El Capitan, developed with support from the Advanced Simulation and Computing (ASC) program at the National Nuclear Security Administration (NNSA), has a theoretical peak performance of 2.79 quintillion calculations per second. Researchers used this computing power in an offline precomputation phase before El Capitan transitions to classified national-security work. The effort generated a large library of physics-based simulations that connect earthquake-induced seafloor motion to resulting tsunami waves.
The project relied on more than 43,500 AMD Instinct MI300A Accelerated Processing Units (APUs) to address complex acoustic-gravity wave propagation problems. This process produced data enabling real-time tsunami forecasting on smaller systems by performing computationally intensive tasks in advance. According to researchers, this approach allows for rapid predictions during actual tsunamis using modest GPU clusters.
The system was developed in collaboration with the Oden Institute at the University of Texas at Austin and the Scripps Institution of Oceanography at the University of California, San Diego. It uses “digital twin” models that simulate seafloor earthquake motion based on real-time pressure sensor data and advanced physics-based simulations.
“This is the first digital twin with this level of complexity that runs in real time,” said LLNL computational mathematician Tzanio Kolev, co-author on the paper. “It combines extreme-scale forward simulation with advanced statistical methods to extract physics-based predictions from sensor data at unprecedented speed.”

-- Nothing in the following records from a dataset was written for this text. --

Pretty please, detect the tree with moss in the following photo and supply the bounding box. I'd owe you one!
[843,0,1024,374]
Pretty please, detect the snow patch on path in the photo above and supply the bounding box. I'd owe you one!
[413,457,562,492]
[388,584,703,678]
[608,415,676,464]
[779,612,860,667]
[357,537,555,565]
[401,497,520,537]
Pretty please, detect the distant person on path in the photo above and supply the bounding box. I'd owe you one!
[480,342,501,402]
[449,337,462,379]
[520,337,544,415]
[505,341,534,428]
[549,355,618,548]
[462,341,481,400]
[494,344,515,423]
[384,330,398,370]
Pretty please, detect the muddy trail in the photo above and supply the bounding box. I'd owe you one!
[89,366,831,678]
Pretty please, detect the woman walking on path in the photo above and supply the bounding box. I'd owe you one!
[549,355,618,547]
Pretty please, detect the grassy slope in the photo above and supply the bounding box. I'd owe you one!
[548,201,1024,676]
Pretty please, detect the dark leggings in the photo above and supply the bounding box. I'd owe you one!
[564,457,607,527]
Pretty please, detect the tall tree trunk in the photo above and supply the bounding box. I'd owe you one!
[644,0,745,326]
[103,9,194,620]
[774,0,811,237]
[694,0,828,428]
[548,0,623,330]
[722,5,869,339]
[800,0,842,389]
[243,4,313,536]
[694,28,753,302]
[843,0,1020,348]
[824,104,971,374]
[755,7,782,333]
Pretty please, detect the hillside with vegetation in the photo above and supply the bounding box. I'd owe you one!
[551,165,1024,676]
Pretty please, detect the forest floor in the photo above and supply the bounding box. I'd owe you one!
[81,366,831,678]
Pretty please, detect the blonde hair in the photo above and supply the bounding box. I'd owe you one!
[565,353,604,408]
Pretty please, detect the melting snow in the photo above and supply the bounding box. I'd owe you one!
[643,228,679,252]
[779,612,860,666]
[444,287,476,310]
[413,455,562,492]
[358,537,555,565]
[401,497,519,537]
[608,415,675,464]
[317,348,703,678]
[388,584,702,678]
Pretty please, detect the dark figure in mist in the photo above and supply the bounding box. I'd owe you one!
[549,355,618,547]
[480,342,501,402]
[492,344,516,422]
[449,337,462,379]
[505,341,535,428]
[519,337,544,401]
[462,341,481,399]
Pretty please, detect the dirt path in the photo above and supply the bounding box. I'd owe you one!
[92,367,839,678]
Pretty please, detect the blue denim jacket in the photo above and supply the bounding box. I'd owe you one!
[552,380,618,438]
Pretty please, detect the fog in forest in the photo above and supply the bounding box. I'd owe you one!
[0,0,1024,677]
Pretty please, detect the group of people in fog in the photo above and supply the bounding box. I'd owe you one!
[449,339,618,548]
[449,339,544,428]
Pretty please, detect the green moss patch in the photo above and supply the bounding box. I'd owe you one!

By using El Capitan for offline precomputation, researchers solved a billion-parameter Bayesian inverse problem in less than 0.2 seconds, achieving prediction speeds much faster than existing methods.
Researchers believe this capability could significantly improve emergency response and potentially save lives by forming part of next-generation early warning systems. For example, during events such as a magnitude 8.0 or larger earthquake along the Cascadia Subduction Zone in the Pacific Northwest, destructive waves could reach shore within ten minutes—leaving little time for evacuation.
Current tsunami warning systems often use seismic and geodetic data but rely on simplified models that may not capture fault rupture complexities, sometimes leading to false alarms or late warnings. The new approach instead uses seafloor pressure sensors and solves full-physics models rapidly.
As sensor networks expand along earthquake-prone coasts and computational resources improve, researchers anticipate broader deployment of this method in future warning systems.
“This framework represents a paradigm shift in how we think about early warning systems,” said senior author Omar Ghattas, professor of mechanical engineering and principal faculty in the Oden Institute at UT-Austin. “For the first time, we can combine real-time sensor data with full-physics modeling and uncertainty quantification — fast enough to make decisions before a tsunami reaches the shore. It opens the door to truly predictive, physics-informed emergency response systems across a range of natural hazards.”
The MFEM open-source finite element library developed by LLNL enabled scalable GPU-accelerated simulations for this project. Using 43,520 APUs on El Capitan, MFEM handled simulations involving 55.5 trillion degrees of freedom—a record for unstructured mesh finite element simulation.
“MFEM’s high-order methods and GPU readiness, developed under the ASC program at LLNL and the Department of Energy’s (DOE) Exascale Computing Project, made it possible to scale to the full machine,” Kolev said. “This was really a first-of-its-kind demonstration of how we can use that power not just for raw performance, but also for mission-relevant, time-critical decisions in many MFEM-based applications.”
Kolev explained that after precomputations are complete, forecasting tsunami wave heights can be performed on smaller GPU clusters due to efficient algorithms designed for GPUs.
“This work is important because it shows that we can solve an inverse problem of enormous size — not for 10 or 15 variables, but for millions, or even billions of variables, very quickly,” said Kolev. “In the past, you’d either have a fast model that’s not accurate, or a full-physics model that takes hours or days. Now we’re showing that we can do both — accurate and fast — using principled mathematics and modern computing.”
Kolev added that their Bayesian inversion framework could be applied beyond tsunamis—to wildfire tracking, subsurface contaminant monitoring, space weather forecasting and intelligence applications requiring quick decisions based on data analysis.
Project collaborators included Veselin Dobrev and John Camier from LLNL; Omar Ghattas, Stefan Henneking, Milinda Fernando and Sreeram Venkat from UT-Austin; and Alice-Agnes Gabriel from UC San Diego.